Corridos os vistos legais, cumpre decidir.
2 – Com base nos elementos que constam do processo e do processo instrutor apenso, consideram-se provados os seguintes factos:
a) A recorrente é concessionária da exploração de jogos de fortuna e azar na zona de jogo da ...
b) Nessa qualidade e por decisão sua e com efeitos a partir de 1-1-99, a recorrente recusou o acesso às salas de jogos tradicionais e de máquinas automáticas do casino da ... aos 15 recorridos particulares, por considerar inconveniente a presença dos mesmos naqueles locais, recusa essa a concretizar através da não emissão de cartões;
c)Esta decisão foi comunicada, por carta de 30-12-98, ao Serviço de Inspecção de Jogos junto do Casino da ..., tendo em vista a confirmação da recusa de acesso;
d) Na sequência desta comunicação, o Senhor Coordenador da Equipa da Inspecção Geral de Jogos naquele Casino proferiu, em 31-12-98, o seguinte despacho:
Relativamente à comunicação feita pela “A...”, empresa concessionária da Zona de Jogo da ..., através da Carta LPS/218/LG, de 30 de Dezembro de 1998 - pese embora a relevância dos argumentos aduzidos - decido:
a) não confirmar a medida de “recusa de acesso às Salas de Jogos Tradicionais e de Máquinas Automáticas, ao abrigo do disposto no n.º 1 do artº 36º do Decreto-Lei n.º 422/89, de 02 de Dezembro, na redacção dada pelo Decreto-Lei n.º 10/95, de 19 de Janeiro”, por parte de 15 frequentadores, devidamente identificados na anexa relação e com efeitos a partir de 01 de Janeiro de 1999, porquanto, da análise liminar dos motivos apresentados pela empresa concessionária, não se pode inferir, inequivocamente e sem prévia averiguação tutelar, estarmos perante um grupo de jogadores cuja presença nas salas de jogos se revele inconveniente (conceito vago ou indeterminado);
b) de imediato e atento o conteúdo do Parecer n.º 44/98, votado em sessão de 24 de Setembro, do Conselho Consultivo da Procuradoria-Geral da República e homologado pelo Despacho n.º 780/98/SET, de 16 de Novembro, de Sua Excelência o Secretário de Estado do Turismo, mandar proceder a averiguações tendentes a apurar e ponderar as circunstâncias específicas de cada caso - mediante a inquirição das testemunhas indicadas pela A... - por forma a concluir-se, designadamente, pela prática das situações descritas no n.º 2 do artº 29º do citado diploma legal.
Casino da ..., 98.12.31
(...)
e) Este despacho foi comunicado, na mesma data, à ora recorrente através do ofício n.º 1033/98;
f) a ora recorrente interpôs recurso hierárquico deste despacho para o Senhor Inspector-Geral de Jogos;
g) Em 12-1-99, este recurso hierárquico foi remetido à autoridade recorrida, com a seguinte informação:
1. Vem o presente recurso hierárquico interposto pela A.... para o Senhor Inspector-Geral de Jogo do acto administrativo comunicado mediante o oficio n.º 1033, de 31 de Dezembro de 1998, junto.
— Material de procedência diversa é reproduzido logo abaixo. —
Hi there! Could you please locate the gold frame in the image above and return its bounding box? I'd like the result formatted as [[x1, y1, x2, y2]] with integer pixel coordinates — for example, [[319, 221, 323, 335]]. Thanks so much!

Nele se informa, de pertinente, ter o Senhor Coordenador da Equipa de Inspecção junto do casino do ... decidido não confirmar a medida adoptada pela ora recorrente de recusar o acesso às salas de jogos do casino da ... aos 15 indivíduos constantes da relação anexa à sua comunicação n.º LPS/218/LG, de 30 de Dezembro.
2. A primeira consideração a fazer sobre o assunto é a de que o acto em causa foi praticado no uso da competência subdelegada, nos termos do despacho n.º 20 806 (2' série), de 13 de Novembro de 1998, publicado no DR n.º 275, de 98.11.27. Pelo que o presente recurso deveria ter sido interposto “para o membro do governo responsável pela área do turismo”, como determina o n.º 3 do artº 38º do Dec-Lei n.º 422/89, de 2 de Dezembro, na redacção dada pelo Dec-Lei n.º 10/95, de 19 de Janeiro.
3. No entanto, aquela circunstância não foi levada ao conhecimento da ora recorrente, como expressamente exige a alínea a) n.º 1 do artº 123º do Código do Procedimento Administrativo, aprovado pelo Dec-Lei n.º 442/91, de 15 de Novembro, com as alterações introduzidas pelo Dec-Lei n.º 6/96, de 31 de Janeiro.
4. Donde decorre dever considerar-se desculpável o erro, remetendo-se oficiosamente o recurso ao órgão competente, com notificação ao particular, de acordo com o disposto no artigo 34º n.º 1 alínea a) do mesmo Código.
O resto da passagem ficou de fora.